Novartis fait valoir que les actes de procédure sont suffisants pour soutenir une affaire quia timet de contrefaçon de brevet et que l'acte de procédure satisfait au critère établi pour une procédure quia timet en matière de contrefaçon de brevet. Novartis soutient que GSK ne dispose d’aucun fondement pour intenter cette action maintenant dans le but de faire déclarer nul le brevet 507, car ce dernier expire dans moins de trois ans. Elle ajoute que la seule conclusion possible est que GSK prévoit vendre l'adjuvant de GSK très bientôt, c’est-à-dire bien avant l'expiration du brevet 507. Cet argument est totalement spéculatif. Aucun fait déterminant n’a été présenté dans le but d’attester de l’imminence d'une telle activité de GSK ni aucun fait déterminant autre que la simple possibilité qu’il y ait contrefaçon. Aucune des affaires citées par Novartis n’appuie son argumentation. Des faits déterminants peuvent être portés à l'attention de Novartis et cette dernière peut intenter une action quia timet pour contrefaçon de brevet. Aucun n’a été plaidé en l’espèce.

 

En outre, la demande reconventionnelle et le paragraphe 7 ne devraient pas être utilisés comme une arme pour permettre à Novartis de tenir un interrogatoire préalable et de renforcer ses revendications et d'utiliser le processus d’interrogatoire préalable de façon irrégulière pour une enquête à l’aveuglette (voir les commentaires du juge Rothstein dans l'affaire Merck & Co. c. Apotex Inc (1997), 72 CPR (3d) 515 à la p. 516).

 

[23]           Il n’y a pas de différence importante entre les allégations dans les trois affaires susmentionnées et les allégations contenues dans la présente déclaration. Le texte de la présente déclaration a été un peu « poli », mais si on regarde les choses sous une perspective réaliste, tout ce qui est dit est que si Novopharm obtient gain de cause dans la procédure concernant l’avis de conformité après le procès ou l’appel, elle obtiendra fort probablement un avis de conformité et elle commencera fort probablement à vendre le médicament breveté au Canada.

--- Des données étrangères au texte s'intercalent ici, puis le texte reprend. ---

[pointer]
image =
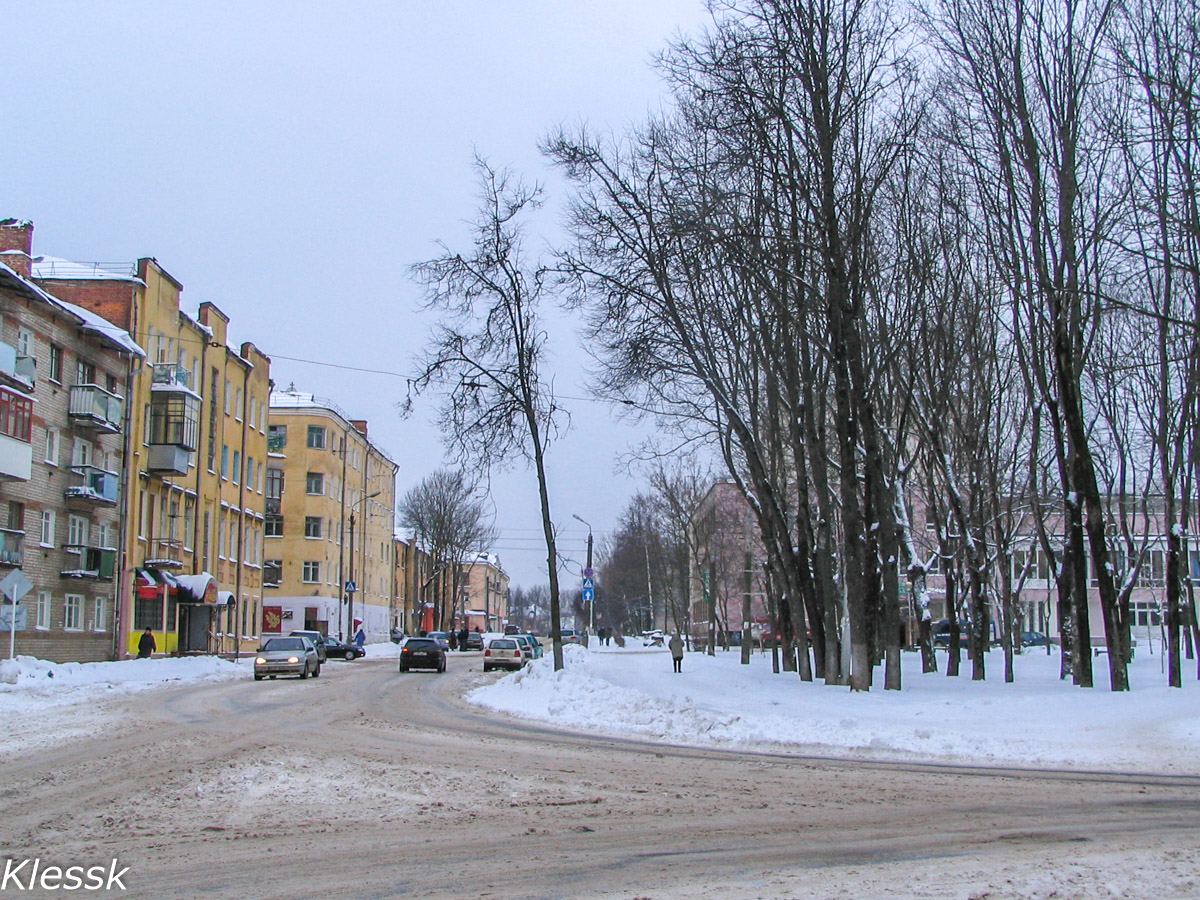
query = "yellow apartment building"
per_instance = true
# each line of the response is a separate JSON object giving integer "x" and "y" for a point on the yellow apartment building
{"x": 330, "y": 556}
{"x": 196, "y": 461}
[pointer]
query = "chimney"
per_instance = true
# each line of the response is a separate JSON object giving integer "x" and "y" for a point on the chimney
{"x": 17, "y": 245}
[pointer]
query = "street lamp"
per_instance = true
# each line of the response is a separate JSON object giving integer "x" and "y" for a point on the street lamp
{"x": 349, "y": 592}
{"x": 587, "y": 574}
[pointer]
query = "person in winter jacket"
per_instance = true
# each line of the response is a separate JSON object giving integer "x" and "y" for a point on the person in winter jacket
{"x": 147, "y": 645}
{"x": 676, "y": 646}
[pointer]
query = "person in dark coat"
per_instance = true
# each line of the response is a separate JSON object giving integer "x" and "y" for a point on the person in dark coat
{"x": 676, "y": 645}
{"x": 147, "y": 645}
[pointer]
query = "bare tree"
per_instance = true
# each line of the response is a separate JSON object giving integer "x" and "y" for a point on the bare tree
{"x": 449, "y": 521}
{"x": 487, "y": 349}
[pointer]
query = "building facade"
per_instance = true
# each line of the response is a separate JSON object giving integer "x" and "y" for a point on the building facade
{"x": 195, "y": 505}
{"x": 330, "y": 562}
{"x": 64, "y": 431}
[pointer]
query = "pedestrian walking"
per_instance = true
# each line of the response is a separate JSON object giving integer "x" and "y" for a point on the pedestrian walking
{"x": 147, "y": 645}
{"x": 676, "y": 645}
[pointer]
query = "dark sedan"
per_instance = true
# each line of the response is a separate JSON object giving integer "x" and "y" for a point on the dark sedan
{"x": 423, "y": 653}
{"x": 340, "y": 649}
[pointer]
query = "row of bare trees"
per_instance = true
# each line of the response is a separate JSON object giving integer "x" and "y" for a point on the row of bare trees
{"x": 873, "y": 253}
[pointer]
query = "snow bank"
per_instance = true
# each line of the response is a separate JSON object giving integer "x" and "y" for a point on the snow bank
{"x": 1037, "y": 721}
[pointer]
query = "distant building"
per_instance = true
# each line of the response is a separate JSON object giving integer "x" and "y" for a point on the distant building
{"x": 331, "y": 499}
{"x": 196, "y": 468}
{"x": 64, "y": 431}
{"x": 485, "y": 595}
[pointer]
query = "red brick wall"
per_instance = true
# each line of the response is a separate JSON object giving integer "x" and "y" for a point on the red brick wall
{"x": 107, "y": 298}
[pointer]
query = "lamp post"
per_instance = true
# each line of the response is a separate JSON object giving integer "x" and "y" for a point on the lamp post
{"x": 351, "y": 586}
{"x": 587, "y": 576}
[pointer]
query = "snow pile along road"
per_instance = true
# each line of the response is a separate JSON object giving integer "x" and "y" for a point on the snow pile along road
{"x": 1038, "y": 720}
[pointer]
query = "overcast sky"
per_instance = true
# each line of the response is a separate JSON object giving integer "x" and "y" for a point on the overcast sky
{"x": 289, "y": 160}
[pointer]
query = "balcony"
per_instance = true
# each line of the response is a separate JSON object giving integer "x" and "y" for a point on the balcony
{"x": 11, "y": 546}
{"x": 165, "y": 553}
{"x": 95, "y": 563}
{"x": 93, "y": 407}
{"x": 17, "y": 371}
{"x": 94, "y": 486}
{"x": 168, "y": 459}
{"x": 168, "y": 377}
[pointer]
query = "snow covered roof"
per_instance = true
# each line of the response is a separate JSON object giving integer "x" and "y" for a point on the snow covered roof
{"x": 88, "y": 319}
{"x": 69, "y": 270}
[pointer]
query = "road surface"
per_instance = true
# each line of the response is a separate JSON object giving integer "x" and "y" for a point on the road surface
{"x": 372, "y": 784}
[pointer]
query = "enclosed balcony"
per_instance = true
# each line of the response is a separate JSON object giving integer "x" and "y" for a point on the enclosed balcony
{"x": 94, "y": 486}
{"x": 16, "y": 425}
{"x": 93, "y": 407}
{"x": 15, "y": 370}
{"x": 90, "y": 563}
{"x": 168, "y": 377}
{"x": 165, "y": 553}
{"x": 11, "y": 546}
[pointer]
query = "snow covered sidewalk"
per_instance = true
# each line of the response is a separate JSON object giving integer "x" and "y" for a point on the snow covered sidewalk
{"x": 1037, "y": 721}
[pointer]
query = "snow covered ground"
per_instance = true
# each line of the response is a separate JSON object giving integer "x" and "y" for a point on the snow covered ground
{"x": 1037, "y": 721}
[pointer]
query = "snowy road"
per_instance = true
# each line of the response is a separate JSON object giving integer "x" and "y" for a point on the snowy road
{"x": 370, "y": 784}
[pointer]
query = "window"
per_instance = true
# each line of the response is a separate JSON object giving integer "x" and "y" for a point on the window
{"x": 85, "y": 372}
{"x": 72, "y": 612}
{"x": 16, "y": 417}
{"x": 55, "y": 364}
{"x": 81, "y": 453}
{"x": 77, "y": 532}
{"x": 47, "y": 528}
{"x": 52, "y": 447}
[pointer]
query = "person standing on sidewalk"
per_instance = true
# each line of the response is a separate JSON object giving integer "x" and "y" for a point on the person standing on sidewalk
{"x": 676, "y": 646}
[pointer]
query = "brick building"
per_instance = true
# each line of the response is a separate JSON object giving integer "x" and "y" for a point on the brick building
{"x": 64, "y": 432}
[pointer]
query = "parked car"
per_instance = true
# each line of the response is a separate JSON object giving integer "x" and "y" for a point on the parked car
{"x": 340, "y": 649}
{"x": 318, "y": 641}
{"x": 423, "y": 653}
{"x": 503, "y": 653}
{"x": 287, "y": 655}
{"x": 529, "y": 646}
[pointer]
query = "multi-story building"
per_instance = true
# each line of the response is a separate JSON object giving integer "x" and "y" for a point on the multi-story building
{"x": 331, "y": 497}
{"x": 196, "y": 466}
{"x": 64, "y": 426}
{"x": 485, "y": 594}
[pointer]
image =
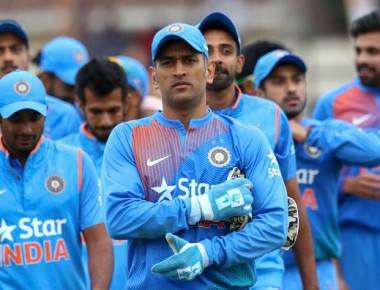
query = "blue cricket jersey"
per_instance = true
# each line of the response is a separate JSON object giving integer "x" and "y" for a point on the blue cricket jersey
{"x": 44, "y": 207}
{"x": 150, "y": 169}
{"x": 94, "y": 148}
{"x": 359, "y": 105}
{"x": 272, "y": 121}
{"x": 330, "y": 145}
{"x": 62, "y": 119}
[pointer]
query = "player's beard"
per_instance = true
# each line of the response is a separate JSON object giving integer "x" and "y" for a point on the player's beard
{"x": 222, "y": 79}
{"x": 373, "y": 81}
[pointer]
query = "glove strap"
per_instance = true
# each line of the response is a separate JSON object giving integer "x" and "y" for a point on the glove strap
{"x": 206, "y": 209}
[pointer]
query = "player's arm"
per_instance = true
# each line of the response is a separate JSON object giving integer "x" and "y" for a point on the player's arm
{"x": 127, "y": 212}
{"x": 303, "y": 248}
{"x": 100, "y": 256}
{"x": 99, "y": 244}
{"x": 349, "y": 144}
{"x": 268, "y": 228}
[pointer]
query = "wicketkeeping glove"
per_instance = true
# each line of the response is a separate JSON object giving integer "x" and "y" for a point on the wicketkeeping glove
{"x": 293, "y": 224}
{"x": 225, "y": 200}
{"x": 189, "y": 260}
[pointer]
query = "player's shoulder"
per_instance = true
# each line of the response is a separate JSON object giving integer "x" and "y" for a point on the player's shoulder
{"x": 238, "y": 126}
{"x": 336, "y": 92}
{"x": 71, "y": 139}
{"x": 258, "y": 102}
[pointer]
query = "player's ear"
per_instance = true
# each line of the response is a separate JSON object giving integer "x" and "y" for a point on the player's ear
{"x": 240, "y": 63}
{"x": 210, "y": 71}
{"x": 153, "y": 77}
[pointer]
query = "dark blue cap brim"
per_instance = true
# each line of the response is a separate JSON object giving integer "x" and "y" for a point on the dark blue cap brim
{"x": 8, "y": 27}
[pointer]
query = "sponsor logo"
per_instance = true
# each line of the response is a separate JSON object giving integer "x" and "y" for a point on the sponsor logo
{"x": 219, "y": 156}
{"x": 312, "y": 151}
{"x": 34, "y": 243}
{"x": 273, "y": 171}
{"x": 175, "y": 28}
{"x": 306, "y": 176}
{"x": 55, "y": 184}
{"x": 22, "y": 88}
{"x": 150, "y": 163}
{"x": 164, "y": 190}
{"x": 359, "y": 120}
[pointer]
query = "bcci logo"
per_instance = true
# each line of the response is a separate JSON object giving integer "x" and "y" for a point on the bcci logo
{"x": 312, "y": 151}
{"x": 22, "y": 88}
{"x": 219, "y": 156}
{"x": 175, "y": 28}
{"x": 79, "y": 57}
{"x": 55, "y": 184}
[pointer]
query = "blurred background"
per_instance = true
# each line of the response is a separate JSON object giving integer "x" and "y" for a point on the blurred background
{"x": 316, "y": 30}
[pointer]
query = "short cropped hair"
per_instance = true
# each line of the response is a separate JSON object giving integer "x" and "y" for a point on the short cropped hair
{"x": 367, "y": 23}
{"x": 101, "y": 75}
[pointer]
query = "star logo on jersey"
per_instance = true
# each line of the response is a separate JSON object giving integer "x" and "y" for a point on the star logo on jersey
{"x": 272, "y": 158}
{"x": 165, "y": 190}
{"x": 5, "y": 231}
{"x": 359, "y": 120}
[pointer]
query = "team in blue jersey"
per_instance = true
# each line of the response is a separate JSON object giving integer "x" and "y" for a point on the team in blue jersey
{"x": 155, "y": 170}
{"x": 321, "y": 150}
{"x": 358, "y": 102}
{"x": 102, "y": 103}
{"x": 224, "y": 98}
{"x": 50, "y": 195}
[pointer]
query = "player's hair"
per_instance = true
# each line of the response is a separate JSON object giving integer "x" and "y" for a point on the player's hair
{"x": 367, "y": 23}
{"x": 252, "y": 52}
{"x": 101, "y": 75}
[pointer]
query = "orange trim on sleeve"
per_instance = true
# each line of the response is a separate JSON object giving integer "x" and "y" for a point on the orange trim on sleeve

Cet acte de procédure n’est pas foncièrement différent de ceux qui ont été radiés par la Cour.

 

[24]           Par conséquent, la déclaration sera radiée et l’action sera rejetée, mais sans qu’il soit porté préjudice au droit des demanderesses d’intenter une nouvelle action si de nouvelles circonstances de nature non spéculative se produisent.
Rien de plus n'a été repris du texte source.